Recently I read a bit of Hudi and Iceberg, they both use files on the
filesystem for committing changes by default, so you can write to the data
directory directly without worrying about mess up the data files.

If no big concerns, I could start a implement a POC by going with the plain
file approach.

Thanks.

Josh Elser <el...@apache.org> 于2021年5月27日周四 上午3:21写道:

> Thanks Stack! (access given, as google probably told you already).
>
> Please keep me honest.
>
> On 5/26/21 12:29 PM, Stack wrote:
> > And, what is there currently is a nice write-up....
> > S
> >
> > On Wed, May 26, 2021 at 9:26 AM Stack <st...@duboce.net> wrote:
> >
> >> Can I have comment access please Josh?
> >> S
> >>
> >> On Tue, May 25, 2021 at 8:24 PM Josh Elser <el...@apache.org> wrote:
> >>
> >>> Hi folks,
> >>>
> >>> This is a follow-on for the HBASE-24749 discussion on storefile
> >>> tracking, specifically focusing on where/how do we store the list of
> >>> files for each Store.
> >>>
> >>> I tried to capture my thoughts and the suggestions by Duo and
> Wellington
> >>> in this google doc [1].
> >>>
> >>> Please feel free to ask for edit permission (and send me a note if your
> >>> email address isn't one that I would otherwise recognize :) ) to
> >>> correct, improve, or expand on any other sections.
> >>>
> >>> FWIW, I was initially not super excited about a per-Store file, but,
> the
> >>> more I think about it, the more I'm coming around to that idea. I think
> >>> it will be more "exception-handling", but avoid the long-term
> >>> operational burden of yet-another-important-system-table.
> >>>
> >>> - Josh
> >>>
> >>> [1]
> >>>
> >>>
> https://docs.google.com/document/d/1yzjvQvQfnT-M8ZgKdcQNedF8HssTnQR2loPkZtlJGVg/edit?usp=sharing
> >>>
> >>
> >
>

Re: [DISCUSS] Breakout discussion on storefile tracking storage solutions

Posted by "张铎 (Duo Zhang)" <pa...@gmail.com>.
I've filed HBASE-26064 for implementing a general framework to make the
store file tracking way pluggable.

The design doc is here:

https://docs.google.com/document/d/16Nr1Fn3VaXuz1g1FTiME-bnGR3qVK5B-raXshOkDLcY/edit#heading=h.l9m8dadaxzee

张铎(Duo Zhang) <pa...@gmail.com> 于2021年6月9日周三 下午11:57写道:

> Filed HBASE-25988.
>
> And also posted a simple design doc there.
>
>
> https://docs.google.com/document/d/1Ao_jwa3ekXghAKXVpO7fbX_BXrTv3-RgxsneNULRXx0/edit?usp=sharing
>
> Wellington Chevreuil <we...@gmail.com> 于2021年6月9日周三
> 下午6:28写道:
>
>> I say go for it.

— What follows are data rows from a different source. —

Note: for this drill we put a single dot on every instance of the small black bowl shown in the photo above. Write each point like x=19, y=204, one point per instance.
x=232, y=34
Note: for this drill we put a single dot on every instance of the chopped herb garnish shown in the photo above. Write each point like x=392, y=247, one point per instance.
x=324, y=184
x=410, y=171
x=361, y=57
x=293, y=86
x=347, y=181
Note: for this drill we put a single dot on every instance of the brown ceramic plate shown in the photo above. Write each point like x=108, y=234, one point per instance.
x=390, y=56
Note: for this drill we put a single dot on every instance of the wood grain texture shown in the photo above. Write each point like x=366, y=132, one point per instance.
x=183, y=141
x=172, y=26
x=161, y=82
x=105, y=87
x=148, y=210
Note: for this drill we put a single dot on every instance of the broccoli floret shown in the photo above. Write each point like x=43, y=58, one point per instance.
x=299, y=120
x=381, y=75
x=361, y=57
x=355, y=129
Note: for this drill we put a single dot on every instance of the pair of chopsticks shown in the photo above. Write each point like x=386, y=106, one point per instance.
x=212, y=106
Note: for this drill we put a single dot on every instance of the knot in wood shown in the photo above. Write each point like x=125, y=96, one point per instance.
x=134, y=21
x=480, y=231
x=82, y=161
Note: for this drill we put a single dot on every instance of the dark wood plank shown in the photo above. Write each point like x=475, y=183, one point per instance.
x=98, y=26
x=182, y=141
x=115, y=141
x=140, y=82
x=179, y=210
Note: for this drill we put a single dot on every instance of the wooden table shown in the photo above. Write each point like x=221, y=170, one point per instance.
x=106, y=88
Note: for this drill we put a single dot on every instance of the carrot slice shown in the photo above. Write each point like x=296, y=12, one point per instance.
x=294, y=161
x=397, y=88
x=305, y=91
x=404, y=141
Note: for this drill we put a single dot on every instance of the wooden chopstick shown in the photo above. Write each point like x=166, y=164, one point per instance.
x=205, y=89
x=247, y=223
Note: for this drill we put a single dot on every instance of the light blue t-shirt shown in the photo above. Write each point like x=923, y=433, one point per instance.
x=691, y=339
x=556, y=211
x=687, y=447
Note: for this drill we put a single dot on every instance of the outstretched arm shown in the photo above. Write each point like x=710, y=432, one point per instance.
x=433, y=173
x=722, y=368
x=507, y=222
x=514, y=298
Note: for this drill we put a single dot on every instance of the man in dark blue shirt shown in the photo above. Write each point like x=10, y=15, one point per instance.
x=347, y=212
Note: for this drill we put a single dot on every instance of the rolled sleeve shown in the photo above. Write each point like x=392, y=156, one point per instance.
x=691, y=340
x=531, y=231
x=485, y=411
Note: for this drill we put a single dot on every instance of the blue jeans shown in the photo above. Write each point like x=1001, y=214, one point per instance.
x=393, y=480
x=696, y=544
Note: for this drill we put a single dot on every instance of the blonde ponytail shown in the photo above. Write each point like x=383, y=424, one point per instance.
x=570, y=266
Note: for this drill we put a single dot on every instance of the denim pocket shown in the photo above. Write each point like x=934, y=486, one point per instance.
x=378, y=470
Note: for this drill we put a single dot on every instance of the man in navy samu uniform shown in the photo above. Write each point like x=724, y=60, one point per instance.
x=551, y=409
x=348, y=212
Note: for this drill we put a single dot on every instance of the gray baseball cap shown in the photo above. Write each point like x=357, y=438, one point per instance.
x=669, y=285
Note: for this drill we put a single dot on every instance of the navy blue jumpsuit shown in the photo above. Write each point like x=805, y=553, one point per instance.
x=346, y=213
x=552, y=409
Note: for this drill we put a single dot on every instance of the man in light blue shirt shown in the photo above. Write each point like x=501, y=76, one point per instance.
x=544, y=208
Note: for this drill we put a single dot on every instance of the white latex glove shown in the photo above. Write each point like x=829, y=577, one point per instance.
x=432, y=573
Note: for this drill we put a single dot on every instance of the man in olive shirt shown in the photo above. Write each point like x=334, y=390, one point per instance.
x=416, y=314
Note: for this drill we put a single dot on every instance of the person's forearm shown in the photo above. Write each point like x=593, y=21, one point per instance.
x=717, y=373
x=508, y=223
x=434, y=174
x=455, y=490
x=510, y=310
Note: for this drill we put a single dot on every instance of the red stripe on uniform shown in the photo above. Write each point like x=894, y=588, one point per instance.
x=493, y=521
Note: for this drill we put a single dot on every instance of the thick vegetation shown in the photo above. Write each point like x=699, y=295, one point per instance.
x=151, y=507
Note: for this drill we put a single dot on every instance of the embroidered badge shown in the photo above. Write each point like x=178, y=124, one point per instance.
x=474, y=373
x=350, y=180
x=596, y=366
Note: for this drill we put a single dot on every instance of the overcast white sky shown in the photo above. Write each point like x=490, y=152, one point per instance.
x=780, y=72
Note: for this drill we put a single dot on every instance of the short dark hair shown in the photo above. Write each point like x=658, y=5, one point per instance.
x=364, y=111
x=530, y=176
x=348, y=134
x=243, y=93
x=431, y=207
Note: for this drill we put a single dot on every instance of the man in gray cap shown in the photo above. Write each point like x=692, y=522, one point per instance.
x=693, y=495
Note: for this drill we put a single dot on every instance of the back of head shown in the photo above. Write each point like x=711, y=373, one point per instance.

Can you create it as a subtask under the
>> umbrella HBASE-24749 and PR to that feature branch? I had been working on
>> the tasks related to avoid "creating files in temp then rename" for
>> flushes
>> and compactions (HBASE-25391 and HBASE-25392), had managed to successfully
>> run it with the PersistedStoreEngine from HBASE-25395.
>>
>> Em ter., 8 de jun. de 2021 às 08:02, 张铎(Duo Zhang) <palomino219@gmail.com
>> >
>> escreveu:
>>
>> > Can not comment on the google doc so just reply here.
>> >
>> > Recently I read a bit of Hudi and Iceberg, they both use files on the
>> > filesystem for committing changes by default, so you can write to the
>> data
>> > directory directly without worrying about mess up the data files.
>> >
>> > If no big concerns, I could start a implement a POC by going with the
>> plain
>> > file approach.
>> >
>> > Thanks.
>> >
>> > Josh Elser <el...@apache.org> 于2021年5月27日周四 上午3:21写道:
>> >
>> > > Thanks Stack! (access given, as google probably told you already).
>> > >
>> > > Please keep me honest.
>> > >
>> > > On 5/26/21 12:29 PM, Stack wrote:
>> > > > And, what is there currently is a nice write-up....
>> > > > S
>> > > >
>> > > > On Wed, May 26, 2021 at 9:26 AM Stack <st...@duboce.net> wrote:
>> > > >
>> > > >> Can I have comment access please Josh?
>> > > >> S
>> > > >>
>> > > >> On Tue, May 25, 2021 at 8:24 PM Josh Elser <el...@apache.org>
>> wrote:
>> > > >>
>> > > >>> Hi folks,
>> > > >>>
>> > > >>> This is a follow-on for the HBASE-24749 discussion on storefile
>> > > >>> tracking, specifically focusing on where/how do we store the list
>> of
>> > > >>> files for each Store.
>> > > >>>
>> > > >>> I tried to capture my thoughts and the suggestions by Duo and
>> > > Wellington
>> > > >>> in this google doc [1].
>> > > >>>
>> > > >>> Please feel free to ask for edit permission (and send me a note if
>> > your
>> > > >>> email address isn't one that I would otherwise recognize :) ) to
>> > > >>> correct, improve, or expand on any other sections.
>> > > >>>
>> > > >>> FWIW, I was initially not super excited about a per-Store file,
>> but,
>> > > the
>> > > >>> more I think about it, the more I'm coming around to that idea. I
>> > think
>> > > >>> it will be more "exception-handling", but avoid the long-term
>> > > >>> operational burden of yet-another-important-system-table.
>> > > >>>
>> > > >>> - Josh
>> > > >>>
>> > > >>> [1]
>> > > >>>
>> > > >>>
>> > >
>> >
>> https://docs.google.com/document/d/1yzjvQvQfnT-M8ZgKdcQNedF8HssTnQR2loPkZtlJGVg/edit?usp=sharing
>> > > >>>
>> > > >>
>> > > >
>> > >
>> >
>>
>

Re: [DISCUSS] Breakout discussion on storefile tracking storage solutions

Posted by "张铎 (Duo Zhang)" <pa...@gmail.com>.
Filed HBASE-25988.

And also posted a simple design doc there.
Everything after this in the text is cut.